Micro vibrations are present in some complicated working environments, and the micro vibrations are key factors that affect machining or working precision of devices. The traditional passive vibration isolator consists of mass-spring-damping elements, but it cannot meet the vibration isolation requirement of precise machining as it has inherent contradictions between the low-frequency vibration transmissibility and the high-frequency vibration attenuation rate. Relative to a passive vibration isolation mechanism, active vibration isolation has greatly improved the performance of the system, but it requires a sensor-actuator pair and a corresponding active control system, which requires the active vibration isolation mechanism to have a simple structure, an efficient algorithm and lower power consumption.
In terms of the structure, the current mainstream micro vibration isolation or suppression devices are formed by connecting passive vibration isolation elements and active actuators in a certain manner. For example, means such as the active and passive composite use of an air spring and a voice coil motor, the active and passive composite use of a diaphragm spring and a voice coil motor, the active and passive composite use of a metal spring and a linear motor, effectively suppress the micro vibrations and have better low frequency and high frequency attenuation capability, but they all have the following problems:
1. Although the active and passive parallel mechanism of the air spring and the voice coil spring causes the vibration isolator to have the advantages of large stroke, high load, low natural frequency and so on, it has a complicated structure and needs to supply air continuously, and the voice coil motor has great power consumption, all of which are not conductive to applications in the space and thus restrict its application to the micro vibration suppression.

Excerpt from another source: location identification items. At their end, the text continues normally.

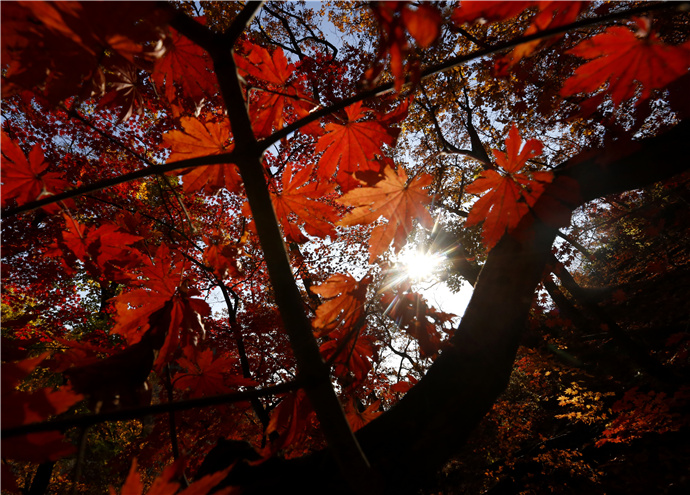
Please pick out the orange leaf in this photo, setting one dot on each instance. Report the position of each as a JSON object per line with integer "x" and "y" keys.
{"x": 165, "y": 484}
{"x": 620, "y": 57}
{"x": 267, "y": 109}
{"x": 473, "y": 10}
{"x": 424, "y": 23}
{"x": 353, "y": 358}
{"x": 507, "y": 197}
{"x": 24, "y": 179}
{"x": 197, "y": 139}
{"x": 394, "y": 199}
{"x": 551, "y": 15}
{"x": 358, "y": 419}
{"x": 289, "y": 420}
{"x": 207, "y": 375}
{"x": 299, "y": 198}
{"x": 187, "y": 64}
{"x": 346, "y": 304}
{"x": 203, "y": 139}
{"x": 351, "y": 145}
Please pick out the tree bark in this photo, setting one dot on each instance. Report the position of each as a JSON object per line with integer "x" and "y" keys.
{"x": 409, "y": 443}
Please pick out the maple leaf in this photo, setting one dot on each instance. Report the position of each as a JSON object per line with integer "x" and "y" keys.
{"x": 423, "y": 23}
{"x": 289, "y": 421}
{"x": 187, "y": 64}
{"x": 352, "y": 359}
{"x": 392, "y": 198}
{"x": 619, "y": 57}
{"x": 31, "y": 407}
{"x": 359, "y": 418}
{"x": 126, "y": 91}
{"x": 394, "y": 18}
{"x": 203, "y": 139}
{"x": 103, "y": 250}
{"x": 299, "y": 198}
{"x": 551, "y": 15}
{"x": 345, "y": 306}
{"x": 267, "y": 110}
{"x": 411, "y": 313}
{"x": 352, "y": 145}
{"x": 208, "y": 375}
{"x": 25, "y": 179}
{"x": 161, "y": 304}
{"x": 507, "y": 197}
{"x": 222, "y": 258}
{"x": 475, "y": 10}
{"x": 165, "y": 484}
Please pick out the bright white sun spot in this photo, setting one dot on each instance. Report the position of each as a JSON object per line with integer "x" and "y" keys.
{"x": 420, "y": 266}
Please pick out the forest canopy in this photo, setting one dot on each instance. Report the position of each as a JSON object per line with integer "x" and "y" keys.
{"x": 226, "y": 227}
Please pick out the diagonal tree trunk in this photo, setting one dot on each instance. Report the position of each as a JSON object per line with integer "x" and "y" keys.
{"x": 409, "y": 443}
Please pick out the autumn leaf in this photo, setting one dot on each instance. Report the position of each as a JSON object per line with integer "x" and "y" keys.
{"x": 207, "y": 374}
{"x": 268, "y": 106}
{"x": 24, "y": 178}
{"x": 163, "y": 304}
{"x": 203, "y": 139}
{"x": 621, "y": 57}
{"x": 187, "y": 64}
{"x": 31, "y": 407}
{"x": 299, "y": 199}
{"x": 103, "y": 250}
{"x": 126, "y": 91}
{"x": 222, "y": 258}
{"x": 351, "y": 146}
{"x": 345, "y": 306}
{"x": 165, "y": 484}
{"x": 507, "y": 197}
{"x": 423, "y": 23}
{"x": 394, "y": 19}
{"x": 550, "y": 15}
{"x": 289, "y": 421}
{"x": 351, "y": 354}
{"x": 411, "y": 313}
{"x": 394, "y": 199}
{"x": 359, "y": 418}
{"x": 198, "y": 139}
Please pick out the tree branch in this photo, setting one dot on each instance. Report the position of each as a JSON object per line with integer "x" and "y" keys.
{"x": 140, "y": 412}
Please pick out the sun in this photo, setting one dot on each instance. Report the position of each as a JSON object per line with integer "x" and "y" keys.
{"x": 420, "y": 266}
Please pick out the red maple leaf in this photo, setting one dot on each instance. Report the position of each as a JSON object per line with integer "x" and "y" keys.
{"x": 165, "y": 484}
{"x": 473, "y": 10}
{"x": 550, "y": 15}
{"x": 268, "y": 108}
{"x": 393, "y": 198}
{"x": 26, "y": 179}
{"x": 507, "y": 198}
{"x": 359, "y": 418}
{"x": 203, "y": 139}
{"x": 289, "y": 421}
{"x": 187, "y": 64}
{"x": 345, "y": 305}
{"x": 103, "y": 250}
{"x": 351, "y": 356}
{"x": 30, "y": 407}
{"x": 395, "y": 18}
{"x": 621, "y": 57}
{"x": 163, "y": 305}
{"x": 207, "y": 374}
{"x": 352, "y": 145}
{"x": 300, "y": 198}
{"x": 411, "y": 313}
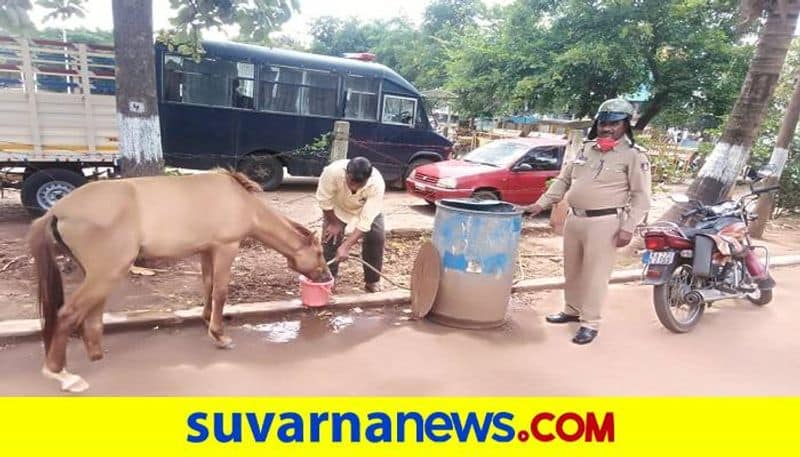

2. The active and passive parallel mechanism of the metal spring and the linear motor intends to obtain a lower natural frequency by using a compression spring, which has a higher requirement for the mounting precision and is also relatively difficult in enhancing the control precision.
3. An active vibration isolator designed and applied by employing piezoelectric ceramics as an actuating mechanism has the advantages of high frequency response, high positioning precision and long service life, but it also has the disadvantage of a smaller actuation stroke. Therefore, in practical use, it is often necessary to broaden its effective stroke in combination with technical means, leading to the increase in the cost and inconvenient use.
4. For the field of micro vibration suppression and isolation, wide frequency band and high frequency response are its main characteristics, and the piezoelectric actuator stands out. However, as the active vibration isolation mechanism that employs piezoelectric ceramics as an actuator has greater structural stiffness, it is mostly referred to as a “hard” structure. As a result, the natural frequency of the system is too high, and it is difficult to effectively suppress low-frequency vibrations.
The Patent Document CN102168738B recorded in the State Intellectual Property Patent Office of China discloses a six-degree-of-freedom active and passive dynamic vibration absorbing device, which consists of six motor-actuated single-degree-of-freedom dynamic vibration absorbers, has active and passive control modes and can adapt to multi-degree-of-freedom complicated vibration suppression working conditions, but has special mounting requirements for occasions of use. Moreover, the motion of each degree of freedom requires two vibration absorbers to act at the same time, the requirement for synchronous control precision is higher, and the manufacturing difficulty and the use restriction are greater.